German automaker BMW says it is taking a majority stake in its China joint venture and investing 3 billion euros ($3.5 billion) in production there as it prepares to meet increased demand for electric vehicles.

Munich-based BMW said Thursday it would pay 3.6 billion euros ($4.2 billion) to raise its stake in BMW Brilliance Automotive Ltd. to 75 percent from 50 percent.

The deal is subject to approval by regulatory authorities and shareholders of Chinese partner Brilliance China Automotive Holdings Ltd.

BMW AG also said it would invest 3 billion euros in new and existing plant facilities in Shenyang, increasing production capacity to 650,000 vehicles a year from the early 2020s. The plants produced 400,000 vehicles last year.

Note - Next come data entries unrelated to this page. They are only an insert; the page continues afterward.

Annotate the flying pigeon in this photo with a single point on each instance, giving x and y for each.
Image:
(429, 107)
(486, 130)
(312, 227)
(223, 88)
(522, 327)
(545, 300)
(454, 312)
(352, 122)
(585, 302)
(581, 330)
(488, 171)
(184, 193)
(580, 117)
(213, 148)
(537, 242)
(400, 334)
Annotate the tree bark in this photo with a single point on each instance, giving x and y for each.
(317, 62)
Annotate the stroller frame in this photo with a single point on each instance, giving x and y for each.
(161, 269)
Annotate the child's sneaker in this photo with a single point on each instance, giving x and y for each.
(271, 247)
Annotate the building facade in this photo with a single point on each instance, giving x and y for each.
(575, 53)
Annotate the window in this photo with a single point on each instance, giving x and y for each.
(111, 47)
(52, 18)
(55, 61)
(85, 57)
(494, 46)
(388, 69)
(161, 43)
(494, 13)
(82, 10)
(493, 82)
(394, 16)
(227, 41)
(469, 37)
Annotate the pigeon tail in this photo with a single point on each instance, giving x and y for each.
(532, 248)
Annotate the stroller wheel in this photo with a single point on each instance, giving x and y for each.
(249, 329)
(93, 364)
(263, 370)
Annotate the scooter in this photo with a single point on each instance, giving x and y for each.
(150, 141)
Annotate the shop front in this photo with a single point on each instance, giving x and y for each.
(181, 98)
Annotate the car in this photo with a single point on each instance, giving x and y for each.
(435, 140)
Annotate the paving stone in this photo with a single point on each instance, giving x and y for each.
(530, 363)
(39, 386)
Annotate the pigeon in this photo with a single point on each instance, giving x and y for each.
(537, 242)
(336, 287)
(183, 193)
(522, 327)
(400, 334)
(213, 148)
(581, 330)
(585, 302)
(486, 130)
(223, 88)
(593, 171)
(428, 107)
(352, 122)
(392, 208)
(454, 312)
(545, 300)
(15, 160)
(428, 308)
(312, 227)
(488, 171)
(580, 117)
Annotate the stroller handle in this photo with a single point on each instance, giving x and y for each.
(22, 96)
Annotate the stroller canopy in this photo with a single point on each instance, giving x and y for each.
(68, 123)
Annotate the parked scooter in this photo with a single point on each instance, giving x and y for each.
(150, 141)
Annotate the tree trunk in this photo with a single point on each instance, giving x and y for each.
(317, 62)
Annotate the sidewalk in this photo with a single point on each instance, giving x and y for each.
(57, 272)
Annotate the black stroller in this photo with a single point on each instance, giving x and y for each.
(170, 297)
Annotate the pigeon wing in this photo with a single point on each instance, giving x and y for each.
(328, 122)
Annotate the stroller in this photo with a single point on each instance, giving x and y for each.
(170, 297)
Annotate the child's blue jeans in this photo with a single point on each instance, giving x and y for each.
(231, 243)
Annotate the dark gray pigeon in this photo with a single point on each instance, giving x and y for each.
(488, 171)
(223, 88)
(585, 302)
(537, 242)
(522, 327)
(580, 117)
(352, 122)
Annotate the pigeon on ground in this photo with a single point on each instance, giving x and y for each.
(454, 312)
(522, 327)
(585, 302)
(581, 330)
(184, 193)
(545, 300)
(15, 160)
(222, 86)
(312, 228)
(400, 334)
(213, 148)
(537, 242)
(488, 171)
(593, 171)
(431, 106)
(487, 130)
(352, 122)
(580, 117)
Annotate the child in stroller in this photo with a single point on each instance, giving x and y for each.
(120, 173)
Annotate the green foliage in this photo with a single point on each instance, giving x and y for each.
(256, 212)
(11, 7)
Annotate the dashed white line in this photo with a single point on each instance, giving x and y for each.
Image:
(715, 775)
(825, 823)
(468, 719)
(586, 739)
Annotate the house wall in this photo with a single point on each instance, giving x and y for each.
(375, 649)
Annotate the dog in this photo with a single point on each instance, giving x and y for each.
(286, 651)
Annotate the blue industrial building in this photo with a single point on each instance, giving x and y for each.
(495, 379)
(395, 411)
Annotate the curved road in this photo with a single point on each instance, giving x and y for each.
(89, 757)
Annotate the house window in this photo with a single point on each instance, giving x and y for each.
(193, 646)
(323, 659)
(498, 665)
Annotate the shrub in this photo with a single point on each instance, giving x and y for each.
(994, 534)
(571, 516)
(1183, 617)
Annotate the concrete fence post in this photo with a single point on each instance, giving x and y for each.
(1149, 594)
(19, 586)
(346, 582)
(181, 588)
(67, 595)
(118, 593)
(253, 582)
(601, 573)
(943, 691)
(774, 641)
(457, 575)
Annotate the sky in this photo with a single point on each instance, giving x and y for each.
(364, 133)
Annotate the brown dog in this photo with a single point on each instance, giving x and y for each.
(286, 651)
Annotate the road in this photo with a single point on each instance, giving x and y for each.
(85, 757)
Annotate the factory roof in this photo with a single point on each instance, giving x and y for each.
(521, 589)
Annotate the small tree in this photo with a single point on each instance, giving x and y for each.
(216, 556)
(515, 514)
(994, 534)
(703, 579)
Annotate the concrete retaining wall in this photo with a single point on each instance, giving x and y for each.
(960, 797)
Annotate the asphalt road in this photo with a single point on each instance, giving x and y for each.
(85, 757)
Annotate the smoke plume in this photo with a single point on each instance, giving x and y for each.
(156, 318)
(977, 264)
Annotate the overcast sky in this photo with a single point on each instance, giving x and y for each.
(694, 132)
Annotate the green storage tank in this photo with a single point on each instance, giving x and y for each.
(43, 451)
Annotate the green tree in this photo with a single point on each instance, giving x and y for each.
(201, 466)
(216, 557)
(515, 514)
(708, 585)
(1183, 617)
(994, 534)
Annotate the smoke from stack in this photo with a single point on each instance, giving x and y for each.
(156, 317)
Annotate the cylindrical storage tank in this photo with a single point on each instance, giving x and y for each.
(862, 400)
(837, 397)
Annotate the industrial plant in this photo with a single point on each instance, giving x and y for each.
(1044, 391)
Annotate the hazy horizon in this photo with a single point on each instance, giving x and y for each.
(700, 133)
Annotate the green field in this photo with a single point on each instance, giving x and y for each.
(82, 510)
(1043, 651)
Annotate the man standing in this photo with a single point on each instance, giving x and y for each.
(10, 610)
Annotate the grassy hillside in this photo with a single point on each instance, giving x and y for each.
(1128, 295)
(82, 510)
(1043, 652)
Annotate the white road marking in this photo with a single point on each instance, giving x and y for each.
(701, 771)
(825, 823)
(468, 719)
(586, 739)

A new plant will be able to produce fully electric, partly electric, and conventional vehicles on the same line.

The Chinese government is pushing automakers to increase the share of alternative energy vehicles, such as battery-only or hybrid cars, in their sales mix. The country is BMW’s single largest sales market, with 560,000 vehicles sold there last year.

BMW is taking advantage of the Chinese government’s plans to end the requirement that foreign auto manufacturers enter into joint ventures with local partners in order to make cars in China. The BMW-Brilliance deal is scheduled to close in 2022, the year the requirement ends.

“With continuous investment, as well as the development and production of electric vehicles, we underline China’s importance as a dynamic growth market for us,” BMW CEO Harald Krueger said in a statement.